Explored advanced optimization techniques to reduce surface roughness in nickel electrodeposition through simulation and analysis. Using COMSOL Multiphysics and Taguchi methods, the study examined how current densities, time proportion, and solution conductivity affect surface quality in micromanufacturing applications.
Minimize surface roughness and variation in deposition height.
Analyze effects of forward/reverse currents, time ratio, and conductivity.
Develop a COMSOL model to optimize electrodeposition parameters.
Improve micromanufacturing efficiency across electronics, automotive, and biomedical industries.
Optimization through simulated annealing identified ideal deposition parameters, achieving a surface roughness reduction (Δy = 0.258) and fewer surface defects. The improved model demonstrated smoother finishes and better uniformity, advancing precision manufacturing through optimized electrodeposition processes.

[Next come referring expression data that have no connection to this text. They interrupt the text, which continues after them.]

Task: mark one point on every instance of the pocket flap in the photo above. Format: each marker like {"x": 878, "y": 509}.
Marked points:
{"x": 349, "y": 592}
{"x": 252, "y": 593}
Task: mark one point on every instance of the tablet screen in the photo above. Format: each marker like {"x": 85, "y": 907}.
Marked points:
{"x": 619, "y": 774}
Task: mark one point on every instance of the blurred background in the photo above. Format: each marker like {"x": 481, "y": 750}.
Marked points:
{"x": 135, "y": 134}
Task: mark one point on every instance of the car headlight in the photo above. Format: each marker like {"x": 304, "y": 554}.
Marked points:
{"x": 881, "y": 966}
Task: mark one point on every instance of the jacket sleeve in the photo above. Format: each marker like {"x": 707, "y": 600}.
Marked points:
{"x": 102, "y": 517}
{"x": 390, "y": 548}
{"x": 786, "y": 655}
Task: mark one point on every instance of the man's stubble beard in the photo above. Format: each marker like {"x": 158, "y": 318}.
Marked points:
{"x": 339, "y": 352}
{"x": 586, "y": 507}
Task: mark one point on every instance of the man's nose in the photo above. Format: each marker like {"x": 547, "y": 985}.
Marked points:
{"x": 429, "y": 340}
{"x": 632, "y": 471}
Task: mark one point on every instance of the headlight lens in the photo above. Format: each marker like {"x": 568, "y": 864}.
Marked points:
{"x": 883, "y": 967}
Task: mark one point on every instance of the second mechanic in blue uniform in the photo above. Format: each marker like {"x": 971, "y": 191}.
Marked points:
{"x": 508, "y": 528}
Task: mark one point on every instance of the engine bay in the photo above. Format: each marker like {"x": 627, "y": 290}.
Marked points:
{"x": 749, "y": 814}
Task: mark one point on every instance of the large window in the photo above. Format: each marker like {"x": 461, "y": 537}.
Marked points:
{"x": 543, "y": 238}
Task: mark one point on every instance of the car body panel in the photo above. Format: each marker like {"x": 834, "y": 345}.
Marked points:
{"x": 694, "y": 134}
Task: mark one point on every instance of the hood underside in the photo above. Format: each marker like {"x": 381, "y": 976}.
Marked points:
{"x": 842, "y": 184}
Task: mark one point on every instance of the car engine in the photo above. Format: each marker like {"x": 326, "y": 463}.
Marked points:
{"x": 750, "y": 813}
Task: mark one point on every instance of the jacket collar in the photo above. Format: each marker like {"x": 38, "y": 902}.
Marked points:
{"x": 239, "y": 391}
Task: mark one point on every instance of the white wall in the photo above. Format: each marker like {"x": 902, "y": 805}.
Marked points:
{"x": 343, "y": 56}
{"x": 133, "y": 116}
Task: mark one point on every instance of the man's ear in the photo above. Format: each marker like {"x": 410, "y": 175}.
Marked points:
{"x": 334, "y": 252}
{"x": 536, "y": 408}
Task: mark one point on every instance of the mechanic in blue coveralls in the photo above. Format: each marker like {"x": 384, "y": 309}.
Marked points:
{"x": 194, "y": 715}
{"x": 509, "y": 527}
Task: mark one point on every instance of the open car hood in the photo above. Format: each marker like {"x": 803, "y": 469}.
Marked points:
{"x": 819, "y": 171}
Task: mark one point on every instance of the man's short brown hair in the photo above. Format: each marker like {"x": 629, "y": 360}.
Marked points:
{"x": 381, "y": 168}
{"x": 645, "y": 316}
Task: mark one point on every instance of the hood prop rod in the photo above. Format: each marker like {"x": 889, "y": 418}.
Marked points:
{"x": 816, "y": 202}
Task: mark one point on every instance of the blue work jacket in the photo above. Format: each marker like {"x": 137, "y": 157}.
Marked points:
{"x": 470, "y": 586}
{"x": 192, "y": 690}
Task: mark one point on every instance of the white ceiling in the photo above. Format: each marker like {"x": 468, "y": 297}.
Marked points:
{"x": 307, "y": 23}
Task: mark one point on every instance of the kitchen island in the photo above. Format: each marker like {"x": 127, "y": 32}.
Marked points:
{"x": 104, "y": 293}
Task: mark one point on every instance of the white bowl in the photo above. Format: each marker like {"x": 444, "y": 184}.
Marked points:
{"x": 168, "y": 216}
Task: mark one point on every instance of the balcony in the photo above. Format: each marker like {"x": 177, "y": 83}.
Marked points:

Focused on optimizing the material selection for a fire extinguisher lever to reduce mass, enhance performance, and improve sustainability. The lever’s design ensures reliable actuation and durability under varying environmental conditions.
Reduce lever mass without compromising strength or function.
Withstand ≥75 lb of actuation force.
Maintain a Young’s modulus ≥65 GPa.
Operate reliably between –65°F and 120°F.
Use materials that are non-corrosive and ergonomic.
After evaluating Titanium Alloys, Silicon Nitride, and CFRP, the study identified 409 Stainless Steel as the most efficient and sustainable material. It offers the best balance of strength, cost, manufacturability, and recyclability, meeting performance goals while supporting eco-friendly design principles. Future research will explore lighter alternatives with comparable durability.
Explored 3D printing applications in automotive design by optimizing a brake pedal for strength, durability, and performance. The project examined how printing parameters and materials influence the mechanical behavior of 3D-printed components.
Analyze tensile, flexural, and impact strength using DOE and ASTM standards.
Evaluate the effects of infill pattern, raster angle, layer thickness, material type, and infill density.
Develop an optimized brake pedal design through generative design and reverse engineering.
The optimized 3D-printed brake pedal showed superior mechanical performance, with infill density and material selection emerging as the most influential factors. Adjusting raster angle and print orientation further enhanced the strength and durability. The final design demonstrates significant potential for advanced braking systems and future additive manufacturing innovations in automotive engineering.